This is, of course, all Management jargon.
The big difference between Technical jargon and Management jargon, is that with Technical, everyone knows and agrees exactly what it means, but disagrees on how or if it should be implemented; whereas with Management jargon, they all agree it is Necessary and Important but cannot clearly define what it actually means...
"Alright, me ol' muckers, let's 'ave a butcher's at some forward finkin' and get the ole team workin' together to make the most of what we're good at and get the job done proper. Let's think outside the box and make the most of our time while makin' sure we're all on the same page. Remember to keep in touch and let everyone know about any easy wins, so we can keep on track with our big plans. It's important to make the most of what we've got and use data to shake things up and hit them big targets. Let's get stuck in, go into the nitty-gritty, and change direction if needed, all while makin' things better bit by bit."
Not entirely management-speak, but one I hear frequently from people who are "using a phrase they don't know the meaning of".
I understand that most of you are too young to have read "Uncle Tom's Cabin". Here's the reference:
"Have you ever heard anything about God, Topsy?" The child looked bewildered, but grinned as usual. "Do you know who made you?" "Nobody, as I knows on," said the child, with a short laugh. The idea appeared to amuse her considerably; for her eyes twinkled, and she added, "I spect I grow'd. Don't think nobody never made me."
No grown large, or fast (Topsy is just a child). Grown without any source or creator. Just grow'd.
Seriously, is it possible that the young ones can't read anything more than a 6th grade level (dumbing down of schools) and only for the length of a computer screen (that's all they read now)? As well, a total lack of commitment to employment could also feed into this--instead of going with the jaron at the workplace, they rebel, perhaps why the older folks don't admit to it, to them it's just a part of the job. Just saying...
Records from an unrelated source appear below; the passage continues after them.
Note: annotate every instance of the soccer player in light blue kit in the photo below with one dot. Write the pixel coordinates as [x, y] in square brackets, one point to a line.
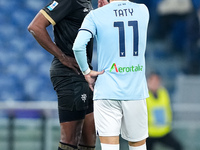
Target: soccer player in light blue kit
[120, 90]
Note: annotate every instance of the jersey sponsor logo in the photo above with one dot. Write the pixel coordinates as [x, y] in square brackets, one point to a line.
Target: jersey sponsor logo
[52, 6]
[132, 68]
[84, 97]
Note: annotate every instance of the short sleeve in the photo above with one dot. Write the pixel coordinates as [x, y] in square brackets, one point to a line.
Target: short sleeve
[57, 10]
[89, 24]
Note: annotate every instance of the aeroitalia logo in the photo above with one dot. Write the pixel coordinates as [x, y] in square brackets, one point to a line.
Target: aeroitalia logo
[132, 68]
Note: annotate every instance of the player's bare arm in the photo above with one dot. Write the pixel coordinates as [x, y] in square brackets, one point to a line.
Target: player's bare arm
[102, 3]
[91, 78]
[38, 29]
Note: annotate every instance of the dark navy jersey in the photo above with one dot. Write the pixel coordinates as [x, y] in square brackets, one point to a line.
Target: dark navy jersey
[66, 16]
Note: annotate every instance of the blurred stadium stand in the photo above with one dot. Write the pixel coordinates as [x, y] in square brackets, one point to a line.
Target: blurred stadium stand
[25, 82]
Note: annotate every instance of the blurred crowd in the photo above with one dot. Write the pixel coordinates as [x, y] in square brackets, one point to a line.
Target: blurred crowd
[177, 22]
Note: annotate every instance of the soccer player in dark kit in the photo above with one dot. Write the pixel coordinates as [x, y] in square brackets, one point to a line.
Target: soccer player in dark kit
[75, 105]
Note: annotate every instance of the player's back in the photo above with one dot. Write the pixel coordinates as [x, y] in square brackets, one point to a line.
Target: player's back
[121, 41]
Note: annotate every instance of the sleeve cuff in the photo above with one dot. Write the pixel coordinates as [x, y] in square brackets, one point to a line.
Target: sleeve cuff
[86, 71]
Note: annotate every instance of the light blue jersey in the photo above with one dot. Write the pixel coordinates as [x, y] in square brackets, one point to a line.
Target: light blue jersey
[121, 30]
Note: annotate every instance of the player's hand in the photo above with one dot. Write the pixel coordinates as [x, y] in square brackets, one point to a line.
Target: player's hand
[91, 78]
[102, 3]
[70, 62]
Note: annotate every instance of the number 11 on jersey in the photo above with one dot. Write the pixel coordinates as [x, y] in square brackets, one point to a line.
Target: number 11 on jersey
[134, 25]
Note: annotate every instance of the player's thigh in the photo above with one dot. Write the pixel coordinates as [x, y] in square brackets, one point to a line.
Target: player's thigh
[134, 121]
[107, 114]
[74, 95]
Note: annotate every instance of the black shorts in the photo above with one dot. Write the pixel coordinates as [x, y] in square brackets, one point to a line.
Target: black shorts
[74, 95]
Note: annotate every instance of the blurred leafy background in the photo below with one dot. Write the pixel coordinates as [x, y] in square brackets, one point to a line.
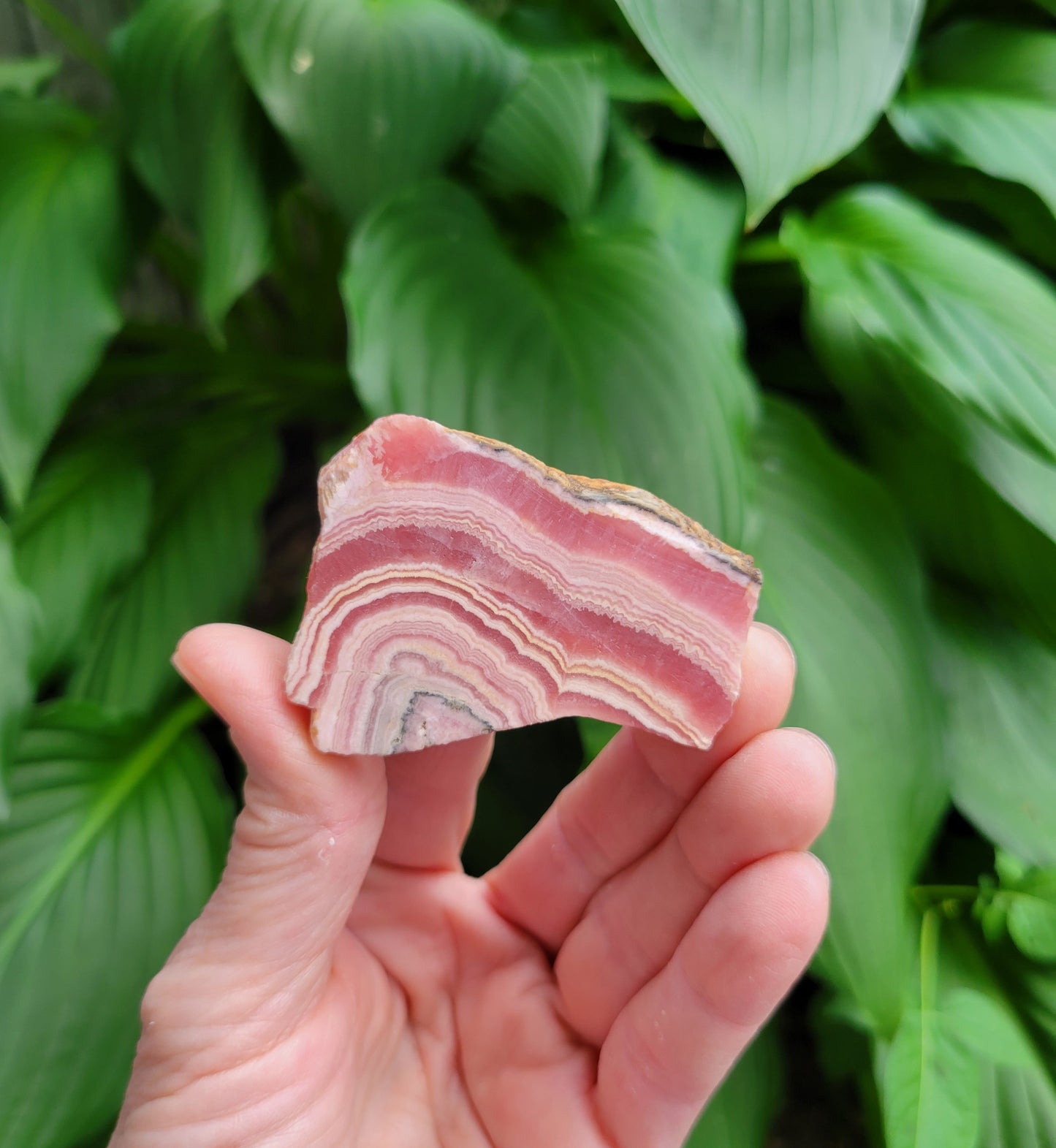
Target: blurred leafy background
[784, 262]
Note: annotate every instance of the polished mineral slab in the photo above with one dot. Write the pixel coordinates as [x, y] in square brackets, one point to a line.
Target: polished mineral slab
[460, 585]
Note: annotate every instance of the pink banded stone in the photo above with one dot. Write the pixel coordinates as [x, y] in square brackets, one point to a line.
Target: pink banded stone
[460, 585]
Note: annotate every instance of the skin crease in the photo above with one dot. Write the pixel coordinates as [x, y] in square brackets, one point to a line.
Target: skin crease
[348, 984]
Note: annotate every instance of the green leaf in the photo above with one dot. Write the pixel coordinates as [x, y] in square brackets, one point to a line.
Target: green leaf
[113, 846]
[1030, 907]
[84, 524]
[28, 75]
[989, 1027]
[987, 102]
[547, 138]
[931, 1086]
[590, 354]
[195, 138]
[788, 88]
[1018, 1095]
[199, 566]
[977, 329]
[61, 255]
[740, 1113]
[1002, 555]
[1000, 687]
[842, 580]
[372, 96]
[1018, 1108]
[595, 735]
[18, 619]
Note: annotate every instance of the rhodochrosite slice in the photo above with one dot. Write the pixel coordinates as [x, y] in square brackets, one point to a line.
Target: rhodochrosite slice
[460, 585]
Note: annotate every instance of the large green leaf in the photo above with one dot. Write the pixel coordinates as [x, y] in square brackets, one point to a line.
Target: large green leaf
[195, 138]
[740, 1115]
[1017, 1089]
[113, 846]
[590, 355]
[973, 326]
[788, 86]
[1001, 733]
[547, 138]
[843, 582]
[61, 255]
[18, 617]
[28, 75]
[372, 94]
[199, 566]
[931, 1085]
[987, 100]
[84, 524]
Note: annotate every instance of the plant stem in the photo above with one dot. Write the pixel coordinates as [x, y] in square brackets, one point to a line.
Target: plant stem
[74, 39]
[930, 959]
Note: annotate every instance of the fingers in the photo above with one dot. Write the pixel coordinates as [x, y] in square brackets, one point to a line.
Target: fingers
[307, 836]
[432, 796]
[679, 1037]
[625, 802]
[774, 796]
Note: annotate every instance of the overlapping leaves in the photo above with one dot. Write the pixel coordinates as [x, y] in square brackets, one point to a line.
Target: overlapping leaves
[589, 355]
[843, 582]
[788, 86]
[372, 96]
[987, 99]
[62, 243]
[965, 321]
[195, 138]
[115, 840]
"Gen Z and Millennials don't know what their colleagues are talking about half the time"
Cynically I might counter with a slight modification:
Gen Z and Millennials don't know what their talking about all the time.
Management/MBA-speak has always been irritating meaningless nonsense that rapiding disappears into the vacuum whence it came. I suppose words and phrases lacking real meaning have nothing to anchor them to existence. Those words that do persist are often management euphemisms for the really unpleasant.
These are not clever people. Back in the '80 those clowns that were in what was then called Management Information Science (MIS) proudly proclaimed themselves MISmanagers - prophetically accurate for the most part. I wonder which BOFH whose revenge this was?